Friday, August 3, 2018

Will Blended Learning be a Game Changer?

Here’s a picture (circa 1968) of me pretending to teach while my students were pretending to learn. But how could I say that given that this was my best Algebra class and most of the kids got As and Bs? Well, what I discovered many years later was that the students were just doing what I asked them to do to please me and no one was very inspired to explore algebra beyond what I fed them. But that was good enough then. My model was the textbook: Mary Dolciani’s Algebra 1. For those of you that remember the Dolciani method you probably recall that it was a hard-nosed, traditional approach. For the kids it was a series of hoops that they struggled to jump through. But to what end? Algebra II of course! I didn’t question this approach at the time, though I did think about alternative ways of teaching math in my university days. My school’s culture was traditional, so I didn’t dare to deviate.

According to an Edutopia article by Beth Holland the peril of such an approach handicaps students. They remain “consumers of teacher-directed content instead of becoming creators of knowledge within a context that they can control.” Will Richardson (during an interview with Beth)* said that he went through a standard school experience and he turned out OK. So what was so bad about that? Beth responded that that model was OK for then, but not for today. We need a new model. This new approach shouldn’t make the old model “wrong” but through a gradual process move teachers to a new way of teaching and learning given all the new resources that are now available. Teacher buy in to new models is crucial. One reason that the introduction of technological devices into the classroom is a good way to start is because most teachers understand that technology tools are important in the lives of students so integrating them into the classroom is an accepted norm by most teachers.

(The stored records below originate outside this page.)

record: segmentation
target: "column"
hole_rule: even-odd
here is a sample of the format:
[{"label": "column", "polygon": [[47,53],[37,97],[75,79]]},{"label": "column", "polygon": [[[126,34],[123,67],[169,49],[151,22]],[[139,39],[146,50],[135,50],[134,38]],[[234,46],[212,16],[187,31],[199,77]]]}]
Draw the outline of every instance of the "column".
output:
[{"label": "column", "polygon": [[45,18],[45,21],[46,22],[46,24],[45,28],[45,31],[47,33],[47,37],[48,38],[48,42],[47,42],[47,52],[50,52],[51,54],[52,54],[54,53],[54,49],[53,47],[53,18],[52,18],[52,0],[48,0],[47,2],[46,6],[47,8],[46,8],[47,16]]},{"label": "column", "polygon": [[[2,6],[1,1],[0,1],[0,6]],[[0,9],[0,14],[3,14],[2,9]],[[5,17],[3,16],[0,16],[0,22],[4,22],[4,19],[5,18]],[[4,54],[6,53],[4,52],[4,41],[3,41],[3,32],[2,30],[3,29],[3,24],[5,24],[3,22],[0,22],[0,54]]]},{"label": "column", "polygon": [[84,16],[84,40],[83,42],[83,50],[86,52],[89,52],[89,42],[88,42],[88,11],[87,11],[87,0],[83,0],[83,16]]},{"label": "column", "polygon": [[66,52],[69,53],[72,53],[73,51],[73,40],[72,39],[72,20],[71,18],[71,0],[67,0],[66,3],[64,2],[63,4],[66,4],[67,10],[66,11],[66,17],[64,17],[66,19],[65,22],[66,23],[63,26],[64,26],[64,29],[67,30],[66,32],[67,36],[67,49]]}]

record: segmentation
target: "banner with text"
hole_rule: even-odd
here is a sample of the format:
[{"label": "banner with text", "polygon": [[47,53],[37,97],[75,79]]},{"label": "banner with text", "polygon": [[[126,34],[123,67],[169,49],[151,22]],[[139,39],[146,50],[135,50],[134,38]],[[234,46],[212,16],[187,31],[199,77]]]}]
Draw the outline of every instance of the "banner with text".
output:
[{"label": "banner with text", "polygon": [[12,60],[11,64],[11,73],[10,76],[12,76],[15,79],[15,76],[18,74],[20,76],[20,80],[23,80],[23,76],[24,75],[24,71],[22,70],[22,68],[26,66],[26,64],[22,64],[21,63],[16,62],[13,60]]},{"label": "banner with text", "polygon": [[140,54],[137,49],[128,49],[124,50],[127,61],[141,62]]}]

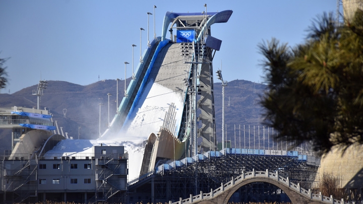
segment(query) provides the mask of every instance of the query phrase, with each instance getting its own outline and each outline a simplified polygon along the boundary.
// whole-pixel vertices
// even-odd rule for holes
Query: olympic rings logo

In the aforementioned article in Edutopia Beth writes:
“A few months ago, I noticed an increased amount of discussion around the notion of blended learning. Many of these conversations started on a similar note: “We’re blended—all of our teachers use Google Classroom” (or Edmodo, Schoology, Canvas, Moodle, etc.). However, in probing further, I often discovered that these tools had merely digitized existing content and classroom procedures. […] While blended learning [e.g.] brings with it the promise of innovation, there is the peril that it will perpetuate and replicate existing practices with newer, more expensive tools.” 
“True blended learning affords students not only the opportunity to gain both content and instruction via online as well as traditional classroom means, but also an element of authority over this process. […] blended learning could fundamentally change the system and structure of school, and provide students with a more personalized, active learning experience.”
Previously, Beth interviewed 3 instructional coaches from Bellevue, Nebraska about their 1-1 iPad initiative and move to blended learning.
“These coaches saw blended learning as providing students with control over how they learn, the pace of the learning experience, and where they might choose to learn within the classroom.”
Supporting student agency is one of the main tenets of the blended model (that is described in detail in Michael Horn’s book “Blended”) that districts like the one in Bellevue, Nebraska have adopted. But unfortunately blended learning can become just a buzzword when teachers and administrators don’t understand it very well.

Horn writes on page 34 “Some element of student control is critical; otherwise, blended learning is no different from a teacher beaming online curriculum to a classroom of student through an electronic whiteboard.”